Multiple models training in Code Repositories

How to publish several experiments in one build?

I have prepared a script to train models for my dataset. In this case, I programmed it so that I could fit different types of models (RF, XGB, LR…) and search for their best hyperparameters, then publish them and finally compare.

This is a simplified version of my script:

@lightweight
@transform(
    train_df=Input("ri.foundry.main.dataset.26e820ae-0600-4819-9de2-85b1be5b1e3c", branch="dev"),
    test_df=Input("ri.foundry.main.dataset.f82ea4b1-3c22-43ab-bb0e-2338774f1390", branch="dev"),
    model_output=ModelOutput("ri.models.main.model.989954fe-1243-473f-abc5-0d60bd409ddc"),
)
def compute(train_df, test_df, model_output):

    train_df = train_df.pandas().drop(["idpersona", "fecha"], axis=1)
    test_df = test_df.pandas().drop(["idpersona", "fecha"], axis=1)

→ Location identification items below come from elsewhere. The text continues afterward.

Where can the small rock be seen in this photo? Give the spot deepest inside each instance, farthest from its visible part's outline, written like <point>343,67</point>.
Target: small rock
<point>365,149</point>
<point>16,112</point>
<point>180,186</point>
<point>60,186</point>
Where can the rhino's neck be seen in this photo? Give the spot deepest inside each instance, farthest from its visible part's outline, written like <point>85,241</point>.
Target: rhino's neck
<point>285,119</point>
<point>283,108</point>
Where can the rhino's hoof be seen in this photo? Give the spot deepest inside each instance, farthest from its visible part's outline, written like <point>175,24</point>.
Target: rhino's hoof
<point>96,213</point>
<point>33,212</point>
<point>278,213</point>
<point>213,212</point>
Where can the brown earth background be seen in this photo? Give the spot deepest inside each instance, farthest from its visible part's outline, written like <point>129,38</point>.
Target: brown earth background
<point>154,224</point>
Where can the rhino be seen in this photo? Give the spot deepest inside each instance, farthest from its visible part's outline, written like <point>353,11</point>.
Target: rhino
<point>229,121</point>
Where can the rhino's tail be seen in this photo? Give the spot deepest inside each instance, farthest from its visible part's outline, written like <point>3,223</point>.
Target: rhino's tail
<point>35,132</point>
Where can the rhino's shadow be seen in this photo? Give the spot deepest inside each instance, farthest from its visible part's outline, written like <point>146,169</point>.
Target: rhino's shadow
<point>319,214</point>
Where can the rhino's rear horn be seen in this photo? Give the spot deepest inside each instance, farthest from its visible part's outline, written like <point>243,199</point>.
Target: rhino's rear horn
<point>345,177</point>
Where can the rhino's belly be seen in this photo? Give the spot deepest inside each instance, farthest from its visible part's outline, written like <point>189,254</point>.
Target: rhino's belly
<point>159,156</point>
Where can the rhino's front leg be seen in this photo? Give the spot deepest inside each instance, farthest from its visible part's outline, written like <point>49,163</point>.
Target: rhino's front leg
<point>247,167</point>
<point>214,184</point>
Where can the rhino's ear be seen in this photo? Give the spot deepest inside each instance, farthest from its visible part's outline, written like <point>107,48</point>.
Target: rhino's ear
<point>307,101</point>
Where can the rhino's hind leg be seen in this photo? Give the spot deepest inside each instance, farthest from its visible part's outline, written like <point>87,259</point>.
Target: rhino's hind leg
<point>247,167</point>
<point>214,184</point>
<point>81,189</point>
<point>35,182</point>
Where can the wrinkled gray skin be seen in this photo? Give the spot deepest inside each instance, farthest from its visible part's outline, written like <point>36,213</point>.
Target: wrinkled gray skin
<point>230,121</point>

    train_models(train_df, test_df, model_output, MODELS)

def train_models(train_df, test_df, model_output, model_names=None):

    target_col = 'satisfaccion'
    X_train = train_df.drop(columns=[target_col])
    y_train = train_df[target_col]
    X_test = test_df.drop(columns=[target_col])
    y_test = test_df[target_col]

    for model_name in model_names:
        
        experiment = model_output.create_experiment(f"{model_name}_experiment_satisfaccion")
        experiment.log_param("model_name", model_name)

        model_config = MODELS_PARAMS[model_name]
        # experiment.log_params(f"{model_name}_parametros", model_config["params"])
        logging.info(f"Iniciando entrenamiento para {model_name}...")

        study = optuna.create_study(study_name=f"model_{model_name}_satisfaccion", direction="maximize")  # Para neg_mse
        study.optimize(
            lambda trial: objective(trial, model_config, X_train, y_train, experiment),
            n_trials=OPTUNA_N_TRIALS,
            n_jobs=-1,
        )

        best_params = study.best_params
        best_cv_score = study.best_value

        model_class = model_config["class"]
        random_state = model_config.get("random_state")
        extra_params = model_config.get("extra", {})

        best_model = model_class(
            **best_params,
            random_state=random_state,
            **extra_params
        )

        best_model.fit(X_train, y_train)
        y_pred = best_model.predict(X_test)

        test_mse = mean_squared_error(y_test, y_pred)
        test_rmse = np.sqrt(test_mse)
        test_mae = mean_absolute_error(y_test, y_pred)
        test_r2 = r2_score(y_test, y_pred)
        test_mape = np.mean(np.abs((y_test - y_pred) / np.where(y_test != 0, y_test, 1))) * 100
        pearson_corr, _ = pearsonr(y_test, y_pred)

        experiment.log_metric("MSE", test_mse)
        experiment.log_metric("RMSE", test_rmse)
        experiment.log_metric("MAE", test_mae)
        experiment.log_metric("R2", test_r2)
        experiment.log_metric("MAPE", test_mape)
        experiment.log_metric("Pearson_Correlation", pearson_corr)

        foundry_model = ExampleModelAdapter(best_model)
        model_output.publish(
            model_adapter=foundry_model,
            experiment=experiment
        )
        logging.info(f"Modelo {model_name} publicado exitosamente.")

However, if there are more than 1 models in model_names, I get an error saying only one model is available to publish for each job. Any workarounds or way to go?

Many thanks in advance :slight_smile:

Hey!

Unfortunately, model outputs (and associated experiments) can only be published once for a given job from Code Repositories - seems you are publishing within a for loop which is not supported.

If your training is simple enough, you can use Jupyter Code Workspaces and interactively publish those models - interactive jupyter notebooks allow multiple publishes to a single model output.

Thanks for the quick answer! Are you planning to add such a functionality, then? I think that’s the way many people would like to train their models, by iteratively fitting different ones and then comparing their performance through the experiments…

Unfortunately we do not have plans to introduce support for writing multiple model versions in a single transform as of now. However I can bring this feedback back to the team and discuss internally.